(526) Neuroinflammation in the mouse striatum induced by aging and excitotoxic damage: possible role of S100B protein, RAGE receptor and Mast Cells

Introduction/Rationale: Aging is importantly associated to the development of neurodegenerative diseases, including those affecting the motor control and striatum function. It is clear the need to study those changes affecting that brain nucleus during aging, such as the neuroinflammatory phenomenon. This project was directed to evaluate the possible age-related changes in the inflammatory response against an excitotoxic stimulus through the evaluation of the RAGE/S100B axis, exploring at the same time the role of mast cells (MC), one of the less studied cell elements in the brain.

Methods: We used mice of different ages (16, 64 and 80 weeks), in which we induced an excitotoxic response by the unilateral administration of the NMDA agonist quinolic acid (QA), directly into the striatum of WT (C57BL6/J) and mast cell-deficient c-Kit Wsh/Wsh (Wsh) mice. After QA administration we measured the neurological damage through the evaluation of ipsilateral turns induced by apomorphine. Then, the integrity of perineuronal nets (PNNs), as well as the presence of different inflammatory markers like S100B protein, RAGE receptor and different cytokines was assessed.

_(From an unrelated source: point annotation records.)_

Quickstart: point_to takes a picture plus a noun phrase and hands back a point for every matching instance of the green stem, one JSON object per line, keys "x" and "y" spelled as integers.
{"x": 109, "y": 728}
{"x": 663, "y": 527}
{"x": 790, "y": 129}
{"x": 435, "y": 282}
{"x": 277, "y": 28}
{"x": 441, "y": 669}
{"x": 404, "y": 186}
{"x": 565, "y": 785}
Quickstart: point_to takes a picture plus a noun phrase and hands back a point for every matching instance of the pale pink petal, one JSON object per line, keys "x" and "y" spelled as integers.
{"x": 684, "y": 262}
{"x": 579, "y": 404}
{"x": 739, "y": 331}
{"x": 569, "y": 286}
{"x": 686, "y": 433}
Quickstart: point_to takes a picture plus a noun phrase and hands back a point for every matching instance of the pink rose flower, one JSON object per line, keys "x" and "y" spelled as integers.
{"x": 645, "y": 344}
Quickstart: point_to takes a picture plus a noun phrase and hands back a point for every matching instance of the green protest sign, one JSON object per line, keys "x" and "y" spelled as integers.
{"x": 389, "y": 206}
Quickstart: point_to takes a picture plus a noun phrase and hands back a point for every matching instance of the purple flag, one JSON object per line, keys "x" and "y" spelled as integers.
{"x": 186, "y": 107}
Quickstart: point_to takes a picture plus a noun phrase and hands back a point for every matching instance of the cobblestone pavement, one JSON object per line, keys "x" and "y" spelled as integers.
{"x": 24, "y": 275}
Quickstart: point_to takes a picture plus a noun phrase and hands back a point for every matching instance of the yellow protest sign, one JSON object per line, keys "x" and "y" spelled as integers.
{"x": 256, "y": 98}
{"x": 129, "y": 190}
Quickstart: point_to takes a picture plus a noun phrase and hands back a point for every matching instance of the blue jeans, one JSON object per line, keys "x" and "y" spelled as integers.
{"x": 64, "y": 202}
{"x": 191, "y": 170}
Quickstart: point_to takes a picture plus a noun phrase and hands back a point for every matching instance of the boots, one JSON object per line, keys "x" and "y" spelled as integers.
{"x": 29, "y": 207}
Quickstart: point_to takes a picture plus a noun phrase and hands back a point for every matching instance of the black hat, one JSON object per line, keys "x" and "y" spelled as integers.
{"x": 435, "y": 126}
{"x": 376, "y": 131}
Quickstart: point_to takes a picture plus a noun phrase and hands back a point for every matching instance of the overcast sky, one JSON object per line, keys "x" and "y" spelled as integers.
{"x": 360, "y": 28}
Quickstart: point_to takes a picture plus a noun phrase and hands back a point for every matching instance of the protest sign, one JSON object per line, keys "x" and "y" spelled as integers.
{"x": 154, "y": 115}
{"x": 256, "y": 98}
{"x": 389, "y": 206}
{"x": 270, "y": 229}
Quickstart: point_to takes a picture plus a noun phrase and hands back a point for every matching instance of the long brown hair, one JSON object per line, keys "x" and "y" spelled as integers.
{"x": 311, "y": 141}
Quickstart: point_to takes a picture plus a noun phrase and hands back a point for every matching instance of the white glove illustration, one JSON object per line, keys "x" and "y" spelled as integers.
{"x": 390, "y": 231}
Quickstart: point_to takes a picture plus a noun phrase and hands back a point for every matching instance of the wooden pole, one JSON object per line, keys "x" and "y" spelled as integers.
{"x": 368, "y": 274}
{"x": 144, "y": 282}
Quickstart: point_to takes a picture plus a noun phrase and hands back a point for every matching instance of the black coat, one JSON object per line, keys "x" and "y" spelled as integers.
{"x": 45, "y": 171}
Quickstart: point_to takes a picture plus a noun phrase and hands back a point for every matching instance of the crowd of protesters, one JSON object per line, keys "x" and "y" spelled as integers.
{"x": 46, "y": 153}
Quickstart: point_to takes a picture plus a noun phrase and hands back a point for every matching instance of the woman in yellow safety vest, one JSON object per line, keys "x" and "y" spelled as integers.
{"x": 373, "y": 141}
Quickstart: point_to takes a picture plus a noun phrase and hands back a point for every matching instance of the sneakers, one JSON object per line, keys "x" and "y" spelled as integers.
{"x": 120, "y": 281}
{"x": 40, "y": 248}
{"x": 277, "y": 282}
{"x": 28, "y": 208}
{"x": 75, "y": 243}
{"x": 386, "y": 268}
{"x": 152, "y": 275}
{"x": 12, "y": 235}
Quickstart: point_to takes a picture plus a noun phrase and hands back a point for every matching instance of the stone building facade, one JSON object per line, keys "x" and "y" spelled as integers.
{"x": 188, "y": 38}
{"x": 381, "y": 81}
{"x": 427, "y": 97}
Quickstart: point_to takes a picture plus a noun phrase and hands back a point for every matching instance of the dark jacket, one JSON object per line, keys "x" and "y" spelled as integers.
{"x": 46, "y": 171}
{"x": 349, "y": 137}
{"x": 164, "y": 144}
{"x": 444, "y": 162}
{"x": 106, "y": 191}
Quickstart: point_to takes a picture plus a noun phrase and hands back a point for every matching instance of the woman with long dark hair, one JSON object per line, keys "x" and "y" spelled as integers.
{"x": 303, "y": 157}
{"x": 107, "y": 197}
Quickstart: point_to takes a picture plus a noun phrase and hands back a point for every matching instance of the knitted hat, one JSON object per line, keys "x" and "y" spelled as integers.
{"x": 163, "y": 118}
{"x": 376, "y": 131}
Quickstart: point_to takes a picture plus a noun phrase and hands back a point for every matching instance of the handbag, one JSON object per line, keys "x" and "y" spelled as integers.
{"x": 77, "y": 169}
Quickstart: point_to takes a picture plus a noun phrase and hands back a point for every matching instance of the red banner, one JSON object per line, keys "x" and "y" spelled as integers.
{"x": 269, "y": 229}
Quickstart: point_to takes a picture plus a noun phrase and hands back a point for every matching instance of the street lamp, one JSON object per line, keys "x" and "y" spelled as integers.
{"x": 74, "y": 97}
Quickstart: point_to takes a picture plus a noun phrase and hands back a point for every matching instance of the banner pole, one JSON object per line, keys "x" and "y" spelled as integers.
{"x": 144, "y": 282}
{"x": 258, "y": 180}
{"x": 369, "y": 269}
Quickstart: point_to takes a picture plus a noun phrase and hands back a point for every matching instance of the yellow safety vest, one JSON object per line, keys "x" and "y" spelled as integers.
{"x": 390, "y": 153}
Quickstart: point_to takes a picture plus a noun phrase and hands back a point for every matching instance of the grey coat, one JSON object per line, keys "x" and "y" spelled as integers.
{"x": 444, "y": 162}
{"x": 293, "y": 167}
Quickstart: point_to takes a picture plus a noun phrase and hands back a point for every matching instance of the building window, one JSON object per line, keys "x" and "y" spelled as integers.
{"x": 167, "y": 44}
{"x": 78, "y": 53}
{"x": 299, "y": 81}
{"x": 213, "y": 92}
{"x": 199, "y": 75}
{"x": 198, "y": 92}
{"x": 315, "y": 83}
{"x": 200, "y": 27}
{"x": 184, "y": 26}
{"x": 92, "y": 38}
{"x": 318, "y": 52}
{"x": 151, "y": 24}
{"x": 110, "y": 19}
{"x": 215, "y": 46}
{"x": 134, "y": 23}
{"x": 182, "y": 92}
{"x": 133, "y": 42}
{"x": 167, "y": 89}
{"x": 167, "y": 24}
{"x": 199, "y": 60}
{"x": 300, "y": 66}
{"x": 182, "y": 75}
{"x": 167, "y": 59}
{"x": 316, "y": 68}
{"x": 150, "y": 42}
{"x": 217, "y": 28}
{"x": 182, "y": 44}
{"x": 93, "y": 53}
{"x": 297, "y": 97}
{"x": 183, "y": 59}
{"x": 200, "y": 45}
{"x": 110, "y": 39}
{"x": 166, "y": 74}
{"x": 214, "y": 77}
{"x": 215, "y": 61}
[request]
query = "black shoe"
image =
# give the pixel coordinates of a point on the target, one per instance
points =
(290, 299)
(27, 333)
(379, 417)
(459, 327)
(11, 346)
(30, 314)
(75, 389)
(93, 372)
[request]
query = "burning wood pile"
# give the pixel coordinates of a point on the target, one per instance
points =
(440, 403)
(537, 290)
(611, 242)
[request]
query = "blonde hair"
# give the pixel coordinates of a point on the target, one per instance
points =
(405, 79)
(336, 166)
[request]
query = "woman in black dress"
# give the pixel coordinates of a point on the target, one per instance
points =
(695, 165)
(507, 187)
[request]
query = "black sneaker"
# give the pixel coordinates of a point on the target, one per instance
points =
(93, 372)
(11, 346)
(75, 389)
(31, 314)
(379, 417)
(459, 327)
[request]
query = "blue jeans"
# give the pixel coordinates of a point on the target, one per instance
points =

Results: Results obtained to date demonstrate a differential expression of inflammatory components between C57 and Wsh mice after QA administration, with an increase in RAGE receptor in young male mice striatum. This parameter correlates with a major PNNs degeneration and higher levels in the expression of inflammatory cytokines. A reduction in the expression of components of the inflammatory response was observed in aging.

Conclusion: MC seem to be central components in the magnification of the neuroinflammatory response in the excitotoxic QA-induced model. The absence of response in MC-deficient mice results in a decreased inflammation and less neuronal damage. Also, aged mice display a reduced inflammatory capacity that may be related with the brain frailty observed in aging.